# Training to herd?



## Heidi the shepherd (Jan 12, 2016)

Sorry kind of long! 
Hello, my 1 year old GSD Heidi has been showing herding instincts from the first couple weeks we brought her home, she was 8 weeks old when we bought her. She tries to herd our other dogs, which gets annoying during fetch.  We have bought a farm ( before we got Heidi) but the house needed work so we have yet to move. The only thing that lives there are 4 ducks but we go up everyday to get eggs/ take care of them. Heidi is the only dog that took interest in them, the Ducks were in a dog run for safety from coyotes, Heidi likes to run around the dog run to get the ducks to move, Heidi looks like she takes this seriously and doesn't take her eyes off them when she does this. When we call her off she stops for awhile but is always wanting to make the ducks move. Is there a certain way to train the dog to herd? I'm worried Heidi would hurt the ducks if she got to excited or run them off to the woods or road, is there a way to train her to prevent this from happening? :help:


----------



## mspiker03 (Dec 7, 2006)

I would really recommend finding a herding trainer. It is so hard to teach someone how to read stock over the Internet. Plus, it is always better to lay the correct foundation instead of having to go back and fix things later


----------



## WIBackpacker (Jan 9, 2014)

Hi there - 

You have two options, really. One is much easier than the other, but the choice is up to you.

Option 1. Teach your dog that the ducks are off-limits, not to be chased or bothered. Work on a firm "LEAVE-IT", and you can use some of the same tools/methods as people use with cats. Don't ever allow the dog to make them move or change directions, and it's also important that you don't let the dog stare and fixate on them (even from indoors). This is the easier option.

Option 2. Teach your dog herding etiquette and controls. This is much more time-consuming, and if you haven't done it before, I'd recommend finding a good mentor. Herding dogs have deeply ingrained instincts, they are born knowing "how" to herd, but they need to learn how to work *for you*. You'll need to develop bomb-proof obedience and control, your dog has to know that you're in charge, and is allowed to access the ducks only when you say it's okay. They can only be moved where you want them moved, when you want them moved, the choice cannot be left up to the dog. Herding is intensely self-rewarding to the dog, and if they are allowed to do it on their own, you'll have a nightmare of a time controlling what goes on. 

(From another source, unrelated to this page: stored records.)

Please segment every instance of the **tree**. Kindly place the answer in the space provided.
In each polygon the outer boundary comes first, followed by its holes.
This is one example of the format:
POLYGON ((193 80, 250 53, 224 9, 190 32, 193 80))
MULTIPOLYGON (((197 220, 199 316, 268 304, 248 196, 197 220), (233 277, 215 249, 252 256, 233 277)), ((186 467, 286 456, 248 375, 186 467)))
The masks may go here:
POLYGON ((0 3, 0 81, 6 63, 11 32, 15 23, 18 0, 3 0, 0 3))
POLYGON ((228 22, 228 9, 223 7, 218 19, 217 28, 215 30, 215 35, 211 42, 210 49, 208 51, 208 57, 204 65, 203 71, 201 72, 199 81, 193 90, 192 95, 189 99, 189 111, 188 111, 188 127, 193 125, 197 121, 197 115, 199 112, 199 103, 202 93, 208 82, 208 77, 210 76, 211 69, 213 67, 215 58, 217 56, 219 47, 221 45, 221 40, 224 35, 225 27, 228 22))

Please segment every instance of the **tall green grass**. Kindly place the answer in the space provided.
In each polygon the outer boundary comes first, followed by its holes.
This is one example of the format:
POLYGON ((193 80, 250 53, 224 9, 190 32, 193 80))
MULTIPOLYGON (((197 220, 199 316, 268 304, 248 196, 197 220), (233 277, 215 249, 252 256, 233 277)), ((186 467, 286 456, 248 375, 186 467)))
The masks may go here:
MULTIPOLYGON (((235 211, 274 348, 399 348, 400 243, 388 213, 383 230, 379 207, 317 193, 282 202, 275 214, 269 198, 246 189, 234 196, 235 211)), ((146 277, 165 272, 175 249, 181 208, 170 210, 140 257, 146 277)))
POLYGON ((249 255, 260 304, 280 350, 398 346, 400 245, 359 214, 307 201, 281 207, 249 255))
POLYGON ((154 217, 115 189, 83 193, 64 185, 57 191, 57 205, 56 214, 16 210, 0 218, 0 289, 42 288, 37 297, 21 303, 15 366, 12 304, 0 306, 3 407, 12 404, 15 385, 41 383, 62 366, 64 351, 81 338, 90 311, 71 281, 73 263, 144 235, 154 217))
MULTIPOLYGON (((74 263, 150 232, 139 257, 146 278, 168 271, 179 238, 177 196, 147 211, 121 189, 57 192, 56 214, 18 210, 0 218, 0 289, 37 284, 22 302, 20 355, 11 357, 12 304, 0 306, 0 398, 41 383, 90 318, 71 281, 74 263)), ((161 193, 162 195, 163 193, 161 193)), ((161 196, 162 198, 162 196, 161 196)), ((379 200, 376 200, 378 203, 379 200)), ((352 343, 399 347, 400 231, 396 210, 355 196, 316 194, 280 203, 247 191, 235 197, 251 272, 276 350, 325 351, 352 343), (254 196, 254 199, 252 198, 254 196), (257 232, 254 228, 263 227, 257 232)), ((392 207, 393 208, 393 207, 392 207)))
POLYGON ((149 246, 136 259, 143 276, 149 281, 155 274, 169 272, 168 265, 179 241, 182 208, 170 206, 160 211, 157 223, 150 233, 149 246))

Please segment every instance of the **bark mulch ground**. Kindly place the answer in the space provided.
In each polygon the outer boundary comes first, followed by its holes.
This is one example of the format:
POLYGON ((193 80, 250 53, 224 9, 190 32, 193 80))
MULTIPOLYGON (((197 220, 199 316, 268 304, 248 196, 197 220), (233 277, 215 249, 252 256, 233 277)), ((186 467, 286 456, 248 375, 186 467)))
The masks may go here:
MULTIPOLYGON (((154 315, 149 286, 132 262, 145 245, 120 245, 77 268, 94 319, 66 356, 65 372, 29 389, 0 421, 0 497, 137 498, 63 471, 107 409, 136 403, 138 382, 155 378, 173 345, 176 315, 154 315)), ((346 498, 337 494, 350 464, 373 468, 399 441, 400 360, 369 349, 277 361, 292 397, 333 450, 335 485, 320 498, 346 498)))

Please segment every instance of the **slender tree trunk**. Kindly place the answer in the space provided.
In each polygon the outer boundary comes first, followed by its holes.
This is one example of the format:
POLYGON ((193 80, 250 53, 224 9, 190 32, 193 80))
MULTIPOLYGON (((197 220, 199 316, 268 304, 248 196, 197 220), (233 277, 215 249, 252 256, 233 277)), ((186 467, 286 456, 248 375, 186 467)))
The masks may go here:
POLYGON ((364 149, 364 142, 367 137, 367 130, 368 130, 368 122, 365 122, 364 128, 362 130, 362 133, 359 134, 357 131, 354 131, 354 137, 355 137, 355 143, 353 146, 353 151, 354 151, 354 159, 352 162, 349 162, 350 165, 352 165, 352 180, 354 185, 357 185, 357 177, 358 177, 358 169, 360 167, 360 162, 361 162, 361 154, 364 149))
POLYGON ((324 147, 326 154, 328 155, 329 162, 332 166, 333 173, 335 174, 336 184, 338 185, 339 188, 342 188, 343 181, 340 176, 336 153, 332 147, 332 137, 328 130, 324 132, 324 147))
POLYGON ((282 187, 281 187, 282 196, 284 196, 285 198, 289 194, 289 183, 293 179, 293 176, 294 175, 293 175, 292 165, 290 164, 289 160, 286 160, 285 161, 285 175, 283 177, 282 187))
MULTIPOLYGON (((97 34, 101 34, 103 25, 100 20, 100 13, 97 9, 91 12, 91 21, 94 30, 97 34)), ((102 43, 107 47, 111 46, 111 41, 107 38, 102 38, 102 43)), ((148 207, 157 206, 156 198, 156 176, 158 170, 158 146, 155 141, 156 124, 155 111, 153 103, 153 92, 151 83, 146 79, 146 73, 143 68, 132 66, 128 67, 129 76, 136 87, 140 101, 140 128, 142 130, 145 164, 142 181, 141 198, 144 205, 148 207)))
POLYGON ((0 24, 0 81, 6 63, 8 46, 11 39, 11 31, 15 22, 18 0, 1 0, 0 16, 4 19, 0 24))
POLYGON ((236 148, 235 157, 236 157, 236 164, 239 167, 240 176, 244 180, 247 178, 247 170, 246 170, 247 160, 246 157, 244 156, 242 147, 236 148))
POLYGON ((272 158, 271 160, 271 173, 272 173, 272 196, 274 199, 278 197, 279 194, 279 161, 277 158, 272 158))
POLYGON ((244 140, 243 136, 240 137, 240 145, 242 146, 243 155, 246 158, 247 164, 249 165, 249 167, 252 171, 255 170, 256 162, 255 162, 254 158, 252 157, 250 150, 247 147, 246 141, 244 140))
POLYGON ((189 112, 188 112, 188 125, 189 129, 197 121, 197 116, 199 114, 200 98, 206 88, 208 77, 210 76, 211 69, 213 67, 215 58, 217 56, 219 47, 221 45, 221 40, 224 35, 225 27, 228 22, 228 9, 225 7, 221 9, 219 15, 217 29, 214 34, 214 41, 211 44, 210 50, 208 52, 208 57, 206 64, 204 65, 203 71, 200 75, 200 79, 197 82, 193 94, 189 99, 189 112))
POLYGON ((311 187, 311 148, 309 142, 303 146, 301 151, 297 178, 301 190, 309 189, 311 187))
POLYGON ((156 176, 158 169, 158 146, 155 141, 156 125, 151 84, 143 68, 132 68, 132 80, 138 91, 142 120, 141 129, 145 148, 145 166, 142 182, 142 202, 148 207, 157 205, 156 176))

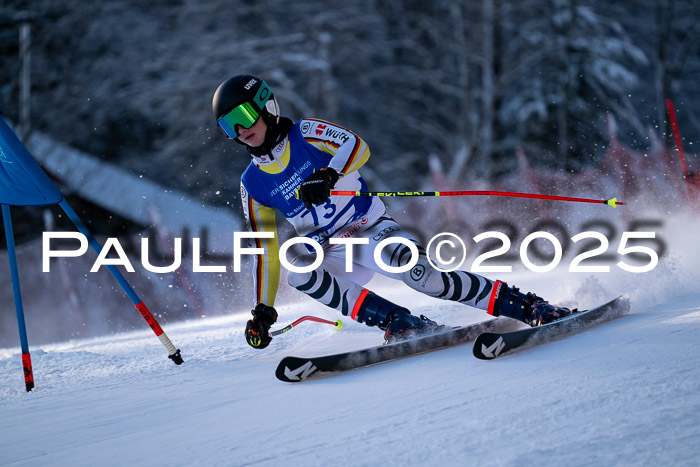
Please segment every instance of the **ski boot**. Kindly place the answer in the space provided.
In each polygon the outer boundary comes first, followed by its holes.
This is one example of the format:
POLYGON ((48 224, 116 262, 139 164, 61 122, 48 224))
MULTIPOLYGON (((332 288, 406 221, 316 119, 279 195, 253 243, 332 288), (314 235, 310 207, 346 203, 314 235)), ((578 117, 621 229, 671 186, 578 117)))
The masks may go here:
POLYGON ((523 294, 517 287, 508 287, 505 282, 494 284, 488 313, 493 316, 507 316, 532 327, 541 326, 561 319, 578 310, 550 305, 542 297, 532 292, 523 294))
POLYGON ((385 344, 429 334, 444 327, 423 315, 414 316, 406 308, 373 292, 367 292, 355 319, 384 331, 385 344))
POLYGON ((393 344, 412 337, 420 337, 443 329, 445 325, 438 324, 425 315, 420 318, 415 316, 401 315, 392 320, 384 331, 384 343, 393 344), (407 319, 407 318, 410 318, 407 319), (422 321, 422 322, 419 322, 422 321))

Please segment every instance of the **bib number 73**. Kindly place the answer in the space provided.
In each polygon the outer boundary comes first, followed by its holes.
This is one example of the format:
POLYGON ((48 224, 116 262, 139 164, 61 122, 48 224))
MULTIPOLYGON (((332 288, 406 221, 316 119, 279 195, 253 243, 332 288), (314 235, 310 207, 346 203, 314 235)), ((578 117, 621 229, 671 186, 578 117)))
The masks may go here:
POLYGON ((326 204, 324 204, 323 206, 320 206, 320 205, 314 206, 312 209, 307 209, 306 211, 304 211, 301 215, 301 218, 303 219, 308 214, 311 214, 311 218, 314 221, 314 227, 318 227, 319 226, 319 219, 318 219, 318 212, 316 210, 319 208, 323 209, 325 211, 322 214, 324 219, 330 219, 331 217, 333 217, 335 215, 335 211, 337 209, 336 205, 334 203, 331 203, 331 200, 329 198, 328 201, 326 201, 326 204))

I'm guessing your ducks are runner ducks or a similar breed? If they're not, it'll be harder if they don't naturally "flock", and it frustrates the dog and makes your job harder. There's really no good replacement for an instructor with experience in herding dogs, but the book "Stockdog Savvy" is one of the few that has a chapter on poultry, might be worth a read.

If you're curious, I am speaking from experience.  We have chickens, geese, turkeys, peacocks, etc. and I have had ducks in the past. It is much.... MUCH.... easier to teach your dog to leave the birds alone. But they absolutely can learn to herd birds (mine do), if you're willing to put in the time and training. The most important thing is to never - EVER - let the dog "herd" by itself, for itself.


----------



## WIBackpacker (Jan 9, 2014)

mspiker03 said:


> I would really recommend finding a herding trainer. It is so hard to teach someone how to read stock over the Internet. Plus,* it is always better to lay the correct foundation instead of having to go back and fix things later*


^ This. A hundred times, this.


----------



## Heidi the shepherd (Jan 12, 2016)

Thank you everyone! I'm looking into a trainer near me but until then I will be working on improving her obedience training.


----------



## mspiker03 (Dec 7, 2006)

WIBackpacker said:


> Herding dogs have deeply ingrained instincts, they are born knowing "how" to herd, but they need to learn how to work *for you*.


LOL - Paisley likes to think she is self-employed at times :smirk:


----------



## ksotto333 (Aug 3, 2011)

Just an fyi, I have a friend that herds with her Aussies, and besides sheep she has them trained to herd her chickens and ducks.  It's pretty cool to watch.


----------



## WIBackpacker (Jan 9, 2014)

mspiker03 said:


> LOL - Paisley likes to think she is self-employed at times :smirk:


Haha.... absolutely, I know the feeling.


----------